Compare two ranked lists of words I have looked around and I'm not sure I've seen an appropriate answer though this questions is, I think, similar:
Comparison of ranked lists
it does not answer my question - which more succinctly would be:
'How similar are two ranked lists, and, if similar, is this similarity greater than that which would occur by chance?'
I have two ranked lists, for example two lists of the most popular animals as pets in two towns:

town 1 = [dog, cat, possum, fish, pig, degu]
town 2 = [dog, cat, degu, fish, cow, goat]

In both towns, dogs and cats are the first and second most popular pets respectively, but possums are more popular than degus in town 1.
How might I show the correlation between the preferences in both towns.
I believe I need to use a rank correlation but I am not sure what values to compare.
My understanding is that I should make a list of all animals:

total = [dog, cat, possum, fish, pig, degu, cow, goat]

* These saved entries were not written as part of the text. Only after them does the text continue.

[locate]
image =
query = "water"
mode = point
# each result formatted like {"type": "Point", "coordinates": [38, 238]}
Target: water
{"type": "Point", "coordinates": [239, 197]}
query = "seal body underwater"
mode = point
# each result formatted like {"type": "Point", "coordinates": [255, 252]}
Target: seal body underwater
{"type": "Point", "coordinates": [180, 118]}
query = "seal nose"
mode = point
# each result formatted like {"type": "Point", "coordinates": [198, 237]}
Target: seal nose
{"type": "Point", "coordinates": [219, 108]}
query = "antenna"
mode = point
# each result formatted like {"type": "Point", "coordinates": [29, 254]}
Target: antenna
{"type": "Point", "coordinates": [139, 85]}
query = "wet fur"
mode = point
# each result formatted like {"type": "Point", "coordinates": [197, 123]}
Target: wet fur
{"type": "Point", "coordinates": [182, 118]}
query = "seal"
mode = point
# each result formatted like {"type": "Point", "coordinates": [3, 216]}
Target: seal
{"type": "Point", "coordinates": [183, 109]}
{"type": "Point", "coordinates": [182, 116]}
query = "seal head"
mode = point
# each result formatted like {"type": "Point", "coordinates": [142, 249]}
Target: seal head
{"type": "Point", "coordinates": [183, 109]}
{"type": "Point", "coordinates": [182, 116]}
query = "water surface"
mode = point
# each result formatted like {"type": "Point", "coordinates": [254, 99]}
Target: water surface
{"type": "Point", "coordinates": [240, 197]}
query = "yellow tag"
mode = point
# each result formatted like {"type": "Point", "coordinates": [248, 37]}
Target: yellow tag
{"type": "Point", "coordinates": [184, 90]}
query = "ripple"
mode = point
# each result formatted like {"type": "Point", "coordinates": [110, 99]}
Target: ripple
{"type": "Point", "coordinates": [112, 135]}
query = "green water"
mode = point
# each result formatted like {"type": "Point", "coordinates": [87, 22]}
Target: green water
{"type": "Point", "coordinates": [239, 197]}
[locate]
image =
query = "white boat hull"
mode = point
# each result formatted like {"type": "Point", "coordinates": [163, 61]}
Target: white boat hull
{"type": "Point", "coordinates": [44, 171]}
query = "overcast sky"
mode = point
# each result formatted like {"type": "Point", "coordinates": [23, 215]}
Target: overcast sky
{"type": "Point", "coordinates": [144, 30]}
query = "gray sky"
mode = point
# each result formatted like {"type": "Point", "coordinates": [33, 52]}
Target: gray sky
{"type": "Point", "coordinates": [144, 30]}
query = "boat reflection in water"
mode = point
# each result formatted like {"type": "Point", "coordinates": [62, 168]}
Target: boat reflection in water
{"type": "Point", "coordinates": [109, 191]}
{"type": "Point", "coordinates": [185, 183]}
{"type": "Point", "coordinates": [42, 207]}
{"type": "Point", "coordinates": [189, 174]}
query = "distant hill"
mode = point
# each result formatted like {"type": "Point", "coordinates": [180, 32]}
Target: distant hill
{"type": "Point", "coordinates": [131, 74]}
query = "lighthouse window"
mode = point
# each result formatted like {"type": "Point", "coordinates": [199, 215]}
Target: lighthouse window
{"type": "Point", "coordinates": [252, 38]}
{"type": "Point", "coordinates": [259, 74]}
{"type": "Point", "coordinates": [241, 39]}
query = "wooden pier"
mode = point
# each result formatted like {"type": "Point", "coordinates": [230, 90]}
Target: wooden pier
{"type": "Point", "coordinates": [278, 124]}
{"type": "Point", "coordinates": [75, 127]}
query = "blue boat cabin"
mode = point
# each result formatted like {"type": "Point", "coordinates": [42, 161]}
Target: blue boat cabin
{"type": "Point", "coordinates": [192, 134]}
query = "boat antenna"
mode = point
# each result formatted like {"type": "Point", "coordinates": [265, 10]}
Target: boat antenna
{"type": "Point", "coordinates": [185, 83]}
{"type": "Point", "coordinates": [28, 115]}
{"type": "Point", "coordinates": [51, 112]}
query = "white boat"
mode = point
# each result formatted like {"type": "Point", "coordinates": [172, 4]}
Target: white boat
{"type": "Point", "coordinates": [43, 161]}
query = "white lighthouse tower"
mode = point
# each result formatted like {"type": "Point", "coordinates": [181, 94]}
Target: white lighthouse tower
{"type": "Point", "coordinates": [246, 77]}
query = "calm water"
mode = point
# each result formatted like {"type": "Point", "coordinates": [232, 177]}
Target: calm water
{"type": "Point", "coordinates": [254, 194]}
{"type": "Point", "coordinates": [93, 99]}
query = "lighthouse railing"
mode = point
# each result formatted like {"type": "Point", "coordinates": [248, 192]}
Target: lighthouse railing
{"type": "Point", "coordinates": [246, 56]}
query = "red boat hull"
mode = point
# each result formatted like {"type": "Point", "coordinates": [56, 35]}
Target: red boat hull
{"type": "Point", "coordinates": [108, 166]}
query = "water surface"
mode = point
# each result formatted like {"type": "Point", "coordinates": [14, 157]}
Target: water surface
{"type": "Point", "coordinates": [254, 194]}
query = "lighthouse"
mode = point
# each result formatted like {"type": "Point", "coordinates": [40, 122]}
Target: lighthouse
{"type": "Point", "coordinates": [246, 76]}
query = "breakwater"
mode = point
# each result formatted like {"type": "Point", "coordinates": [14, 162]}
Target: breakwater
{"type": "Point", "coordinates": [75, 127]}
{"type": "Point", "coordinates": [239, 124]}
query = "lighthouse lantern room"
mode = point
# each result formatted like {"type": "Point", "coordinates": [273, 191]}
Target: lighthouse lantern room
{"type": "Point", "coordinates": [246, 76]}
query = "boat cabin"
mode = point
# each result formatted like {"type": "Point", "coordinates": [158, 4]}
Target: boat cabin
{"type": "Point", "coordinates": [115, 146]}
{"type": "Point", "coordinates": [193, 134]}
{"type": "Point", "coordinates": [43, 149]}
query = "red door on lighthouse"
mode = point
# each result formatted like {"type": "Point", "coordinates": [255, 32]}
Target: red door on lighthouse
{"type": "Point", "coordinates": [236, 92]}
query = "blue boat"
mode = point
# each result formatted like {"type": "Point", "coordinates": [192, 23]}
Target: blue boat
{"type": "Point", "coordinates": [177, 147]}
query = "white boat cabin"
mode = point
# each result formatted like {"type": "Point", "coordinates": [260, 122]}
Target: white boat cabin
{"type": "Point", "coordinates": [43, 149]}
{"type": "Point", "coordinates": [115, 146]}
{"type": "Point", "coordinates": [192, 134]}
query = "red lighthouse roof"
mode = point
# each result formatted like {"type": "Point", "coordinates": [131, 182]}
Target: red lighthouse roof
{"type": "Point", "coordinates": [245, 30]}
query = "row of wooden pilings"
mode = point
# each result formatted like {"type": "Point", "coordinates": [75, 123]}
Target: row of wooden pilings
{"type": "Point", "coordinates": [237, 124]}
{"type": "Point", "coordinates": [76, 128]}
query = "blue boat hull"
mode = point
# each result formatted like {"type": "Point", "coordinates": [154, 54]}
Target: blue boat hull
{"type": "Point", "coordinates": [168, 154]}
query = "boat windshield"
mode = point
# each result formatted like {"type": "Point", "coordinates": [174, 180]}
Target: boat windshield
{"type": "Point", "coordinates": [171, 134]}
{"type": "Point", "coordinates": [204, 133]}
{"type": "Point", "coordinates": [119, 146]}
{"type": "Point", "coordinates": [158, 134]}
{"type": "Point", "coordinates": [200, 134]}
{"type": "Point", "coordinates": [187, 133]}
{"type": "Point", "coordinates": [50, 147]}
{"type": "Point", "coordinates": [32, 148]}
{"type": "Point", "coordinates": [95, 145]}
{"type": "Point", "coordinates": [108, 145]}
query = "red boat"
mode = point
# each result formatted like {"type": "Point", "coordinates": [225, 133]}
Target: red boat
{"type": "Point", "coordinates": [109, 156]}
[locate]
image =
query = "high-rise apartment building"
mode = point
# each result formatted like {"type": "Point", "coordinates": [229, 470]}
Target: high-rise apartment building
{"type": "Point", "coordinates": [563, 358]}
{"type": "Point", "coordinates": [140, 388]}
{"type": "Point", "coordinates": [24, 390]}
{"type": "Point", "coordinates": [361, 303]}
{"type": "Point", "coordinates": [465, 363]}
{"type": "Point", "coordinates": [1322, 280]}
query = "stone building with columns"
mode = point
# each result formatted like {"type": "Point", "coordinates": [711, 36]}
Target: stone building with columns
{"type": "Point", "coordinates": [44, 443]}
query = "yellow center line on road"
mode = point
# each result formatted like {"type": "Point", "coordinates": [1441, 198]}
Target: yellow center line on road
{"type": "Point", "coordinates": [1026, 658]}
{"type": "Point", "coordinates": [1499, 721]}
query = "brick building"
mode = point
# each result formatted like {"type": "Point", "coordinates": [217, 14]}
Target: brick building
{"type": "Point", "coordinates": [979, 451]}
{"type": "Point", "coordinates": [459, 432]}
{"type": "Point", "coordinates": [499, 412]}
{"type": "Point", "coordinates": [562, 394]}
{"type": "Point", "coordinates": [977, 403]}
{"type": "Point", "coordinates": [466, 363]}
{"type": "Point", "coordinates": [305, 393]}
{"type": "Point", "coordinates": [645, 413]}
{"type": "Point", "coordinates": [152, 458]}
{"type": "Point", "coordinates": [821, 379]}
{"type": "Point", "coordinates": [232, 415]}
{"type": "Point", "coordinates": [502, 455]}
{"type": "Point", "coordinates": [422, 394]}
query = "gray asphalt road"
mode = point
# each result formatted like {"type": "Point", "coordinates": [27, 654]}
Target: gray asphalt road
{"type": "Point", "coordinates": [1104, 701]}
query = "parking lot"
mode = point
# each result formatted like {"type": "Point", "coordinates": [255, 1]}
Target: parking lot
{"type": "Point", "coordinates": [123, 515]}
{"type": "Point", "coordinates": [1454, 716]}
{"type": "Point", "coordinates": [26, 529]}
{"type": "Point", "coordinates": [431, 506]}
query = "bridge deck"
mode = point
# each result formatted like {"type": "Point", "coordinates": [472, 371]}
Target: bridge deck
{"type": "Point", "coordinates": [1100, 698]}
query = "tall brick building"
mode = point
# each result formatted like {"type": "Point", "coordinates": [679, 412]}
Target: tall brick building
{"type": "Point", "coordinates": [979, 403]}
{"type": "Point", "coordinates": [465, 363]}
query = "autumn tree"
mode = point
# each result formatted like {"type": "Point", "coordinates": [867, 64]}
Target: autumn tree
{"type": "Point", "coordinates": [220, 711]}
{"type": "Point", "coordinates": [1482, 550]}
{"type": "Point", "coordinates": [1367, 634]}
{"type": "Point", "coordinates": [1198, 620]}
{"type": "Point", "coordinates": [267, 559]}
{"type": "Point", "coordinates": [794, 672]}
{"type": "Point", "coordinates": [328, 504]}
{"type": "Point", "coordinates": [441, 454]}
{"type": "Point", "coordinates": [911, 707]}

and then convert the town lists:

town 1 = [1, 2, 3, 4, 5, 6]
town 2 = [1, 2, 6, 4, 7, 8]

and perform a Spearmans correlation on these values, but I'm not sure if that is an accurate method.
 A: Let us denote your universe by $\{1,...,8\}$ according to your chosen order, i.e. {dog, cat, possum, fish, pig, degu, cow, goat}. 
Because not all elements occur in both lists, we shall pretend non-occurring elements within any list are ranked tied lasts, that is, cows and goats are ranked equal $7$th in town $n°1$, and possum and pig are ranked equal $7$th in town $n°2$.
Now, the rank vectors are as follows: $$ town\hspace{1mm} 1: 1,2,3,4,5,6,7,7$$ and $$ town\hspace{1mm} 2:1,2,7,4,7,3,5,6. $$
Note that entry $n°j$ in each enumeration is the position of the $j$th element of the universe. 
Spearman's rank correlation coefficient and Kendall tau distance reflect how similar two rankings are. 
If you were using the programming language R, you would proceed as follows:
    town1 <- c(1,2,3,4,5,6,7,7)
    town2 <- c(1,2,7,4,7,3,5,6)
    data <- cbind(town1,town2)
    cor(data,method="spearman") # 0.47
    cor(data,method="kendall") # 0.37

    # Testing whether correlation is significantly different from zero
    # Null hypothesis: true correlation equals zero.
    # Alternative hypothesis: true correlation is not equal to zero

    cor.test(data[,1],data[,2],method="spearman") # approximate p-value = 0.24
    cor.test(data[,1],data[,2],method="kendall") # approximate p-value = 0.21

In conclusion, we cannot reject the null hypothesis that the true correlations are equal to zero, i.e. the hypothesis that the rankings are similar just by chance.